Um das zweite Stockwerk herum lief eine Holzwand. Die Fenster blickten wie blankgeputzte Augen in das Tal, aus den Holzkästen nickten die Frühlingsblumen, und bald würden es die Geranien sein, die leuchtend rot blühten. Über der Haustür prangte eine Malerei, die den heiligen Franz darstellte mit all seinen Tieren. Das alles nahm Agnes mit einem wehmütigen Blick in sich auf. Sie wußte jetzt, was sie zu tun hatte.

Noch in dieser Stunde würde sie mit der Bäuerin reden müssen. Sie wollte in dieser Sache das erste Wort haben. Aus eigenen, freien Stücken wollte sie vom Schluchthof gehen. Sie wollte nicht davongejagt werden wie eine Verbrecherin.

Mit hocherhobenem Kopf schritt sie durch das Hoftor. Plötzlich zuckte sie zusammen. Sie hörte Schüsse. Sicher kamen sie vom Schluchtwald. Agnes hatte, ehe sie den Weg zum Pfarrer angetreten hatte, gesehen, daß Wolfram Bernardin mit seinem Vater zum Wald hinauf ging. Sie trugen die Flinten geschultert.

Groß und kraftvoll war der Wolfram an der Seite seines Vaters einhergeschritten. Aber es war wohl gescheiter für sie, wenn sie nicht mehr darüber nachdachte.

*

Die Schluchthoferin hatte einen einsamen Nachmittag hinter sich. Sie erhob sich aus dem Herrgottswinkel. Als die Langeweile sie plagte, hatte sie das Gebetbuch zur Hand genommen. Sonst tat sie das nur, wenn sie Zuschauer hatte, denn ein jeder sollte wissen, wie gottesfürchtig sie war.
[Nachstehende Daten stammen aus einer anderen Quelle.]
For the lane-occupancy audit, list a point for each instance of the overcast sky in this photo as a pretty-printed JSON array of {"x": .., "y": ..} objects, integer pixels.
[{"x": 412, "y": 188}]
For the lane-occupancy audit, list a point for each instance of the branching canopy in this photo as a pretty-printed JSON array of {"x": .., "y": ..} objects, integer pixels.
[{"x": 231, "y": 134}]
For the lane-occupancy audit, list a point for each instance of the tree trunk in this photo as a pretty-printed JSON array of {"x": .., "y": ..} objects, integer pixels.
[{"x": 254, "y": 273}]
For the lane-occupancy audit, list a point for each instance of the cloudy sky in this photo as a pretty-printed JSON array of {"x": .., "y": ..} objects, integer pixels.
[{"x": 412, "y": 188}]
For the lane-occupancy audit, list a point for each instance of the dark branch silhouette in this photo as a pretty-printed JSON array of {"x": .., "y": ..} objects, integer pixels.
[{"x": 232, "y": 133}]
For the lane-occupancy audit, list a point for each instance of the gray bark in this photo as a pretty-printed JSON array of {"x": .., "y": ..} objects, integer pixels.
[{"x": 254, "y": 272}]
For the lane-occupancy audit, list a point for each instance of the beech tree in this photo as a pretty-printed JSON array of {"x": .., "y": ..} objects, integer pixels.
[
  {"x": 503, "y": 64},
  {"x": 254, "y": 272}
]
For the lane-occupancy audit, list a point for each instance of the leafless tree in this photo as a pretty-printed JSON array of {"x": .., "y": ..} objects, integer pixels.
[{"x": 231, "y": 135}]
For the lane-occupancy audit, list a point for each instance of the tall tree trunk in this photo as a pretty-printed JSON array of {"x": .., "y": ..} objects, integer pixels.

Sie ärgerte sich über die Agnes, denn das Madl hatte sie gebeten, ins Dorf gehen zu dürfen. Dabei hätte es die Bäuerin lieber gesehen, wenn die Agnes auf dem Hof geblieben wäre und sie hätte ihren heimlichen Groll an ihr abreagieren können. Aber die Agnes war ihr aus dem Weg gegangen.

»Entrinnen kannst mir net! Bist ja nur eine Magd, und ich werd dir zeigen, daß ich Macht über dich hab.« Das waren ihre Worte, als sie sich nun erhob, um auf den Hof hinauszutreten. Dabei gingen ihr die wunderlichsten Gedanken durch den Sinn.

Als Agnes den Blick hob, sah sie sich der Bäuerin gegenüber. Groß und stattlich stand die Schluchthoferin dort. Eine imposante Erscheinung. Agnes hatte sich noch nie sonderlich zu dieser Frau hingezogen gefühlt. Sie hatte schon gleich bemerkt, daß die Bäuerin es nur darauf abgesehen hatte, bei allen im besten Licht zu erscheinen. Dabei hatte sie ein Herz aus Stein.

Alles, was sie tat, war nur auf Wirkung bedacht. Aber sie hatte mit keinem Menschen Mitleid. Und sie besaß einen großen Egoismus, mit dem sie schon oft anderen Menschen Leid zugefügt hatte. Aber darauf nahm die Bäuerin keine Rücksicht. Ihr ging es gut, sie war aus reichem Haus und hatte wieder reich geheiratet. Sie hatte den stattlichsten Burschen aus dem Tal zum Mann bekommen, saß als geachtete Bäuerin auf einem der größten Höfe, und sie hatte ihrem Mann einen stolzen Sohn geboren. Wie hätte sie sich in das verzweifelte Herz einer Magd hineindenken können?

Agnes erschrak, als die Bäuerin sie mit ihrer kalten, metallisch klingenden Stimme ansprach.

»Hier steh ich und wart schon eine ganze Weile auf dich, Agnes. Komm ins Haus, denn ich hab mit dir zu reden!«

»Vergebung, Bäuerin, aber ich möcht mich in meiner Kammer noch ein bissel erfrischen.« Die Worte kamen gequält. Agnes wankte, ehe die Bäuerin sie daran hindern konnte, in ihre Kammer. Dort benetzte sie ihr heißes Gesicht mit kühlem Wasser, das sie sich aus dem Brunnen geholt hatte.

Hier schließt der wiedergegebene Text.